Medical protocol might also call for the use of tourniquet, basically, a means of applying a constricting force around the major artery supplying blood above the wound area, again as a means of restricting blood flow and loss. Tourniquets have come a long way in recent years as has post-tourniquet trauma care, and they’re a far more reasonable option for stopping bad bleeds than they were even 20 years ago.
5. Space Blanket
Treating a life-threatening wound usually means a patient will have to remain immobile for at least several minutes and, depending on the circumstances or environment, could result in hypothermia or hyperthermia. As such, a space blanket can be eminently useful.
To keep a patient warm in a cold environment, you can use the space blanket to wrap them up, but be careful to maintain the ability to check vital signs and not aggravate the injury or their condition. To keep a patient cooler in a hot environment, you can use the space blanket to create shade.
Remember, an individual first-aid kit should be able to help treat a life-threatening wound between the time it occurs and the arrival of advanced medical personnel or transport in an ambulance to a medical facility. It is thus meant to be a quick-deploying but short-term solution. As such, how your IFAK gear gets transported deserves just a bit of consideration too.

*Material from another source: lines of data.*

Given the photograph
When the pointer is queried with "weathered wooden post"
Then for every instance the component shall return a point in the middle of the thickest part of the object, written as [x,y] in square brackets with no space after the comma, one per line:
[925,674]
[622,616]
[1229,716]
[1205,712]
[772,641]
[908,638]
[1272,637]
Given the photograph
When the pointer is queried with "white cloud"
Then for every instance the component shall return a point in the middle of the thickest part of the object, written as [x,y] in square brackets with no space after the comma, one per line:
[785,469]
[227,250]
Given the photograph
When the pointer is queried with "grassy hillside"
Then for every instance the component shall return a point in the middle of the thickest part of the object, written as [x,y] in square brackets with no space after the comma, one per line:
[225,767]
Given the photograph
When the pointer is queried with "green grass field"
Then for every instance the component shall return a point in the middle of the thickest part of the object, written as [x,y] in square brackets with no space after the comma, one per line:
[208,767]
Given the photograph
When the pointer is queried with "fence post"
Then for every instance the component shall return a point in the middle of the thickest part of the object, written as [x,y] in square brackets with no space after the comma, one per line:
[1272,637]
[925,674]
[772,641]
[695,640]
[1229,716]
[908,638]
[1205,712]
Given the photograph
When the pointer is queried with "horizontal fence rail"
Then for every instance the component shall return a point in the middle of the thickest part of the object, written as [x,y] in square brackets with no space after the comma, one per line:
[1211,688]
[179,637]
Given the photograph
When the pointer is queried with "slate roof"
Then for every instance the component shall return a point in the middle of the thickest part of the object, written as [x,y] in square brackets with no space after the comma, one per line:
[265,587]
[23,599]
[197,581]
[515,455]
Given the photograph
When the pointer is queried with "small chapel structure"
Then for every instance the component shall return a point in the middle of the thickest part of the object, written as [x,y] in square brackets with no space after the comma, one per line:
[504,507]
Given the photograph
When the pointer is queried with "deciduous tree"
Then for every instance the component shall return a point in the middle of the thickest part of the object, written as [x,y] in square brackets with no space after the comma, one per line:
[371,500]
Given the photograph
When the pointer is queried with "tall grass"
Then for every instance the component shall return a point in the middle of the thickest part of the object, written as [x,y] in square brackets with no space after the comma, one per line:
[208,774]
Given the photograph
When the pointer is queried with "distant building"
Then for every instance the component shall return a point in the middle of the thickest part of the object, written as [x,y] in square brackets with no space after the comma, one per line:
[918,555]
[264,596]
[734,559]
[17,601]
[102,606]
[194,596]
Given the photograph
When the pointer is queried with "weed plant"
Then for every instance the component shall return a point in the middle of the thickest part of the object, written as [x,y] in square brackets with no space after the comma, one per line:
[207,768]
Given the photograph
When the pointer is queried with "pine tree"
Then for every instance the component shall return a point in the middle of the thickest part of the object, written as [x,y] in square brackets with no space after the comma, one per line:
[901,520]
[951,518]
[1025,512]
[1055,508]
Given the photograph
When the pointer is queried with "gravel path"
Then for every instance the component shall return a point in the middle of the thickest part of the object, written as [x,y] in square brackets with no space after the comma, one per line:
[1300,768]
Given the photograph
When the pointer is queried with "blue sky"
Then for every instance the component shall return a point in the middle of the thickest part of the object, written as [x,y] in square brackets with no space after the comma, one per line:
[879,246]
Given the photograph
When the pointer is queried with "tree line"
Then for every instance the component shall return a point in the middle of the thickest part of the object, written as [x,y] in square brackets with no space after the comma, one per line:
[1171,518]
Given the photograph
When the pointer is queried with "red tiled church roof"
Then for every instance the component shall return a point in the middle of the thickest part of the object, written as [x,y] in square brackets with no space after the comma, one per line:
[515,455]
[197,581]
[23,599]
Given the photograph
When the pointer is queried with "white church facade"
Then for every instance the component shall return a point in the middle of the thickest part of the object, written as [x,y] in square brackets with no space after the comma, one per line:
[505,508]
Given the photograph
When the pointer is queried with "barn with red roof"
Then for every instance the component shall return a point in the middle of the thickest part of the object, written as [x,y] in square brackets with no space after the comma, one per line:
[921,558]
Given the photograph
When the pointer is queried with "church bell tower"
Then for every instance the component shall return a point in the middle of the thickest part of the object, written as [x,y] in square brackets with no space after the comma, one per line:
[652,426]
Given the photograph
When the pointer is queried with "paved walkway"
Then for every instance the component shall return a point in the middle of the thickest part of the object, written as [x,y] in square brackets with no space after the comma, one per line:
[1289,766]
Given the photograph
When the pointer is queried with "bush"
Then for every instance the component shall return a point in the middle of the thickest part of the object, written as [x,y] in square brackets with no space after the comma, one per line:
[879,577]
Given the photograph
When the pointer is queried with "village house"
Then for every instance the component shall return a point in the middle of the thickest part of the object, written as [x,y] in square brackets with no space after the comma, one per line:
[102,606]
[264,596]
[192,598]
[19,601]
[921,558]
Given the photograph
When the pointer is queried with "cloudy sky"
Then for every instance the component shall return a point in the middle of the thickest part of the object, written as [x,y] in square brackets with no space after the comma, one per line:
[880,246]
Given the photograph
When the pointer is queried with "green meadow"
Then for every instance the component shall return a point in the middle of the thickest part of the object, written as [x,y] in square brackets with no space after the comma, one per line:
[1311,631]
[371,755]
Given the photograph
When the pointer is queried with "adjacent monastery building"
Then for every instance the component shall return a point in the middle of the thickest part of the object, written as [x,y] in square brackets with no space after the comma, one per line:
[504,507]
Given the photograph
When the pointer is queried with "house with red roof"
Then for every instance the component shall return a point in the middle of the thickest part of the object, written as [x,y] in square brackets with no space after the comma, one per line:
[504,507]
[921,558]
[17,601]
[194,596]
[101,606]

Most off-the-shelf kits will include a small bag or pouch in which to carry all the gear. Usually these attach to a belt or pack and include a quick access pocket or pull-away strap to quickly lay out the gear and allow care to begin immediately. Whatever IFAK you end up with, familiarize yourself with the location and deployment of all the contents; check to make sure all gear is in working order, not expired, etc.; and, if not on your person, keep it in the same spot at all times.
Finally, keep in mind the need for a holistic solution when helping someone with a life-threatening injury. Don’t become a second patient; do what you can to ensure your safety. Make sure you communicate with emergency personnel so more advanced medical care can at least be on the way while you provide immediate care. Above all, get basic and advanced medical training so that you can effectively care for someone in a medical emergency in the first place.
What other items would you include in an IFAK?